Read this book and liked it, but I had a problem with Jason toward the end. He breaks up with Sloan for her own good, or so he thinks, but I think that by doing so he treats her as something of a child. When she says she is willing to wait to have children and will find a way to deal with life on the road, he doesn’t believe her and imagines she will be miserable. She is an adult, and he should take her at her word — especially because in the end she is telling the truth and she does figure it out.
I dislike the I can’t love you for your own good trope in almost all contexts. As you point out, it takes agency away from the one who is denied love.
I’ve been on the fence about reading Abby Jimenez because of so many mixed reviews from readers, and I think, honestly, I’m still on the fence. She’s strangely popular but at the same time so many people still feel ambivalent about her writing. I might read this one before year’s end and I’ll be curious to see if it turns up in anyone’s final year’s end best of lists.
She has a huge online presence that predates her writing career so that may explain the widespread buzz.
I was so upset about the first book in this series – the one where the author murders Sloan’s fiancé so Kristin can have character grown and the author can have a sequel – that I don’t feel I can even try this book. Maybe when she breaks from these characters to start a new series I can give her a try.
That’s a good point, and I was sort of aware of her online presence but still not quite sure why. No judgement there – I just don’t know enough about her. I do remember though lots of mixed reviews on her first book and many of which expressed deep unhappiness about some of the messages in it, especially around fertility and having children. I’m going to pass on this one for now.
I didn’t love the first book, but I liked this one better, maybe because of the dog. I’m easy that way. In the afterword, she discussed some of how she wrote these 2 books.
I’m an audio listener exclusively and a huge fan of Zachary Webber, so I was very excited to listen to this book. I am always looking for enjoyable romances with him doing the narration.
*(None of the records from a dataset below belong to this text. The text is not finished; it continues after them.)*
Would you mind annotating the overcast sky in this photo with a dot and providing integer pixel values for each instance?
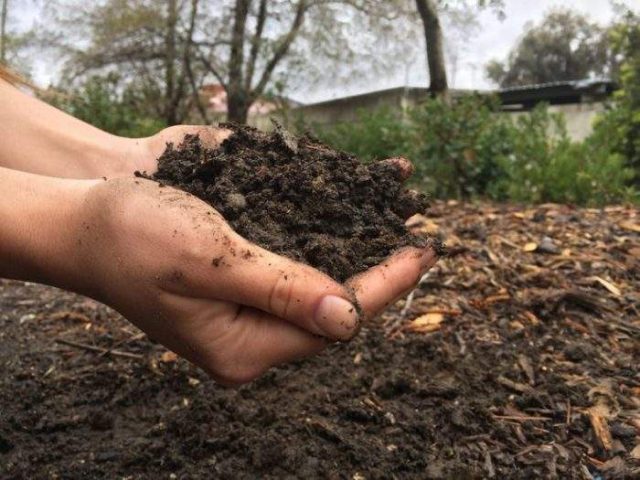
(494, 40)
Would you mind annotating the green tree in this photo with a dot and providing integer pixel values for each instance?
(430, 12)
(169, 49)
(564, 46)
(618, 130)
(101, 102)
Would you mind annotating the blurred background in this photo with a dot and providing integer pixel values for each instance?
(500, 99)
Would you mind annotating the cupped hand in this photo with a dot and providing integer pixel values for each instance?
(173, 266)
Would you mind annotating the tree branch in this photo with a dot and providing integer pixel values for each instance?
(256, 43)
(282, 49)
(236, 58)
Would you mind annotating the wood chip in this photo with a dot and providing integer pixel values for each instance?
(168, 357)
(429, 322)
(632, 227)
(608, 285)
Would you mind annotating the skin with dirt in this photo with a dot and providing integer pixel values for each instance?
(299, 198)
(506, 384)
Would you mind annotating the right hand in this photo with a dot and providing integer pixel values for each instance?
(173, 266)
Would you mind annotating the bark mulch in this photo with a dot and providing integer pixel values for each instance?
(516, 358)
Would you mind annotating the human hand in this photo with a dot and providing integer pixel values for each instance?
(173, 266)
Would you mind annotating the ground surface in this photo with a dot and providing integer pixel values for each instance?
(297, 197)
(518, 358)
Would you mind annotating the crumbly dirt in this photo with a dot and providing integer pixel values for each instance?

But, other than the grief element, I felt like I had heard this before. It seems celebrity stories always have an agent or a tabloid or a label causing conflict in the relationship. Usually the reason is to drum up public interest in the band, here it’s a bit more sinister but when you think about it it also makes no sense. To say more would be a major spoiler, but it’s just not logical that a record label would do these things. I don’t much care for Erin Mallon, so I always expect to be underwhelmed by her performances, but I was surprised by Zachary’s lackluster narration. He’s one of the most popular narrators going right now, and he’s very talented. He can do accents, ages, genders pretty convincingly as far as I’m concerned. But his reading was off here; it was flat and uninspired. It felt phoned in, and he’s normally much better than this. Mallon was her predictable self, with overly-affected speech and uninteresting delivery. Jmo, of course.
So, I can’t really recommend this story. It has a nice meet-cute, and the grief thing was interesting, but the rest was ‘meh’ including the narration. I would have given it a C+ for both story and narration.
It’s so nice to see an audio book be reviewed here!
I’ve heard lots of mixed things about this one, so I really think that a B is fair!
The thing about audio reviews is that you’re reviewing the whole package – the listening experience – and not just the story. I’ve listened to really good books ruined by poor narrators, and good narrators elevating not-great books; Averaging out all the grades here really came to just above a B, but as Charlotte enjoyed the story so much, I put it up to a B+.